= Emily Schuster =

New Zealand weaver

Emily Rangitiaria Schuster (née Hicks, 12 January 1927 – 5 September 1997) was a New Zealand master weaver of Te Arawa descent.

==Early life and family==
Born in 1927 in Rotorua, Schuster was the niece of Rangitiaria Dennan, better known as Guide Rangi. She married Bob Schuster in 1950, and the couple had six children. Her twin daughters Dawn Smith and Edna Pahewa became weaving tutors and experts. She lived all her life in Rotorua.

==Contribution to weaving==
Schuster was the convenor of the Aotearoa Moananui a Kiwa Weavers Committee since its inception in 1983, and was the weaving representative on Te Waka Toi's Māori Art Committee.

Schuster founded the weaving school at the New Zealand Māori Arts and Crafts Institute in Rotorua, in 1969. Her daughter, Edna Pahewa, is the school's current head.
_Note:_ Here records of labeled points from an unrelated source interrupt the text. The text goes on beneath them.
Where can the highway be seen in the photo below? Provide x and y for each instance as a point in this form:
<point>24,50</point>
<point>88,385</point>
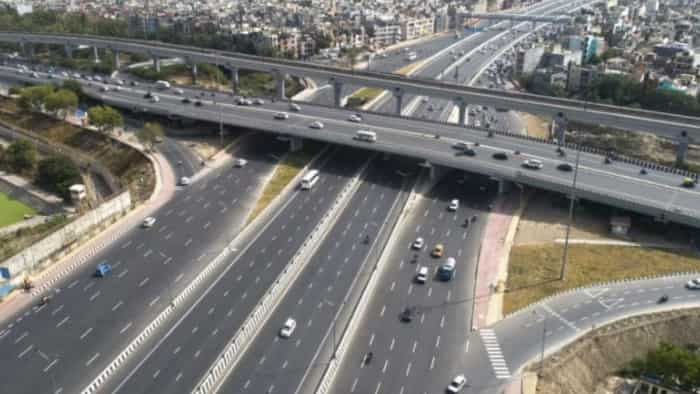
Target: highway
<point>665,124</point>
<point>517,339</point>
<point>186,349</point>
<point>274,365</point>
<point>408,356</point>
<point>619,184</point>
<point>57,347</point>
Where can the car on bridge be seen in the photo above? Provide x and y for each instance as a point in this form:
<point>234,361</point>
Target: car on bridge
<point>533,164</point>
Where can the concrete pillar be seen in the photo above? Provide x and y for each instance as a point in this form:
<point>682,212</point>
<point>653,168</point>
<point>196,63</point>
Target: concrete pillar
<point>235,83</point>
<point>504,186</point>
<point>399,101</point>
<point>280,90</point>
<point>295,143</point>
<point>682,149</point>
<point>337,93</point>
<point>462,113</point>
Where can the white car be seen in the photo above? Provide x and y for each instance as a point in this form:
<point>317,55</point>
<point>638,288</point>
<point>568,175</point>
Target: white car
<point>418,244</point>
<point>354,118</point>
<point>533,164</point>
<point>422,275</point>
<point>288,328</point>
<point>461,145</point>
<point>453,206</point>
<point>149,221</point>
<point>457,384</point>
<point>693,284</point>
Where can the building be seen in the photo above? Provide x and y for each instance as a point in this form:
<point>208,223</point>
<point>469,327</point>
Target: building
<point>579,78</point>
<point>527,60</point>
<point>386,34</point>
<point>416,27</point>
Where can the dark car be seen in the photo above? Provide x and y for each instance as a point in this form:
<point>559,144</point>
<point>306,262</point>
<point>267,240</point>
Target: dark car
<point>407,314</point>
<point>566,167</point>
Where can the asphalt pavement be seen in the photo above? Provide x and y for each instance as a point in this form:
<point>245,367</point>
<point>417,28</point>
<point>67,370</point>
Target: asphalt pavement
<point>413,357</point>
<point>186,350</point>
<point>276,365</point>
<point>58,346</point>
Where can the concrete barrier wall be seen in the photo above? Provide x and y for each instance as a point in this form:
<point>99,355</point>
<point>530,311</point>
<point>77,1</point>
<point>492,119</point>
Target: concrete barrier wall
<point>67,236</point>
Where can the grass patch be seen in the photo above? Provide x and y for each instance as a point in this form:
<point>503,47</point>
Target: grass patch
<point>12,211</point>
<point>533,270</point>
<point>13,243</point>
<point>363,96</point>
<point>284,173</point>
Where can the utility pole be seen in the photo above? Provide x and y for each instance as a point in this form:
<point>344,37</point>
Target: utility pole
<point>564,256</point>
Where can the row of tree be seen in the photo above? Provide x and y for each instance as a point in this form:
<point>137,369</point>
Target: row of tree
<point>53,173</point>
<point>673,365</point>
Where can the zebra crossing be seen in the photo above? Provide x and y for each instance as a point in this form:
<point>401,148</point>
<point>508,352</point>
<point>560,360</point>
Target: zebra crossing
<point>493,350</point>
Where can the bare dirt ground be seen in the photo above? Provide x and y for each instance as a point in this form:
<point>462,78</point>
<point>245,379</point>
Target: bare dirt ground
<point>535,126</point>
<point>588,365</point>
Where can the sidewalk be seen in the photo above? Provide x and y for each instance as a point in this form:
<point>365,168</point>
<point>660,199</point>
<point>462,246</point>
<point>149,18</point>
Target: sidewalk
<point>493,259</point>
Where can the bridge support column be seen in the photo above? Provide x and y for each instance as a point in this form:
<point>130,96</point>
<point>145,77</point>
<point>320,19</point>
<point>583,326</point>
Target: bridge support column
<point>504,186</point>
<point>682,148</point>
<point>558,130</point>
<point>234,80</point>
<point>295,143</point>
<point>398,96</point>
<point>462,106</point>
<point>337,94</point>
<point>280,90</point>
<point>95,55</point>
<point>194,73</point>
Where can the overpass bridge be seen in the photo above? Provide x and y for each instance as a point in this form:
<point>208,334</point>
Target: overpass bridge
<point>679,127</point>
<point>619,184</point>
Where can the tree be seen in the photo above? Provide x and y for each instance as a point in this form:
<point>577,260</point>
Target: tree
<point>149,134</point>
<point>61,101</point>
<point>21,156</point>
<point>32,98</point>
<point>57,174</point>
<point>105,118</point>
<point>74,86</point>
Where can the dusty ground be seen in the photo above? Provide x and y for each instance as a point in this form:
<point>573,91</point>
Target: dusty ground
<point>585,366</point>
<point>535,126</point>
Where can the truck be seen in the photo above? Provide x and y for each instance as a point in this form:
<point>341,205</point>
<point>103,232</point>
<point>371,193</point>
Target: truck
<point>163,85</point>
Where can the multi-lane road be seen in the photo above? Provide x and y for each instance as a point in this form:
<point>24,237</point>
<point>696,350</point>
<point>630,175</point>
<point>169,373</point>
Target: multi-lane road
<point>55,347</point>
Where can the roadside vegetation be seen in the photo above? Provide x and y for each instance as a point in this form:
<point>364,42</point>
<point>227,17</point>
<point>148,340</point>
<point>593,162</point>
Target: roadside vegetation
<point>533,270</point>
<point>285,171</point>
<point>12,211</point>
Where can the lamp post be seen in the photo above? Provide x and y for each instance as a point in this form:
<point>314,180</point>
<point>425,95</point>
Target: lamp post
<point>564,256</point>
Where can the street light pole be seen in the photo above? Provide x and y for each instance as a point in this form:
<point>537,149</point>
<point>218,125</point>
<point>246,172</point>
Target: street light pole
<point>564,257</point>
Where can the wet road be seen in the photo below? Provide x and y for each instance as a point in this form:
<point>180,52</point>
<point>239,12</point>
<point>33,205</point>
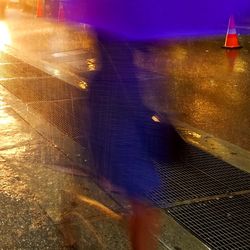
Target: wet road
<point>205,85</point>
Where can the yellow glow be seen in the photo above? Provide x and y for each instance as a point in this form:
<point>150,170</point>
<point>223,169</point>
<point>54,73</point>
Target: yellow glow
<point>5,38</point>
<point>56,72</point>
<point>100,207</point>
<point>91,64</point>
<point>5,118</point>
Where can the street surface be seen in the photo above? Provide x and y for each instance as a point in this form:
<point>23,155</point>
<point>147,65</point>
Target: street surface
<point>43,115</point>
In 1988, Schuster and Diggeress Te Kanawa were awarded a travel grant to visit taonga kept in museums in the United Kingdom and United States. Schuster represented Aotearoa at a conservation conference in Brazil. Schuster continued to travel and teach until her death in 1997.

Daena Walker writes that Schuster has been "acknowledged internationally as one of the most gifted weavers of her generation. Her contribution to the art of Māori weaving and her knowledge of kaitiakitanga, particularly the cultivation and conservation of harakeke (flax) and its origins, has ensured the survival of this craft today."

==Honours and awards==
In the 1983 Queen's Birthday Honours, Schuster was awarded the Queen's Service Medal for community service. In 1993, she was awarded the New Zealand Suffrage Centennial Medal. She was appointed an Officer of the Order of the British Empire, for services to Māori arts and crafts, in the 1994 Queen's Birthday Honours.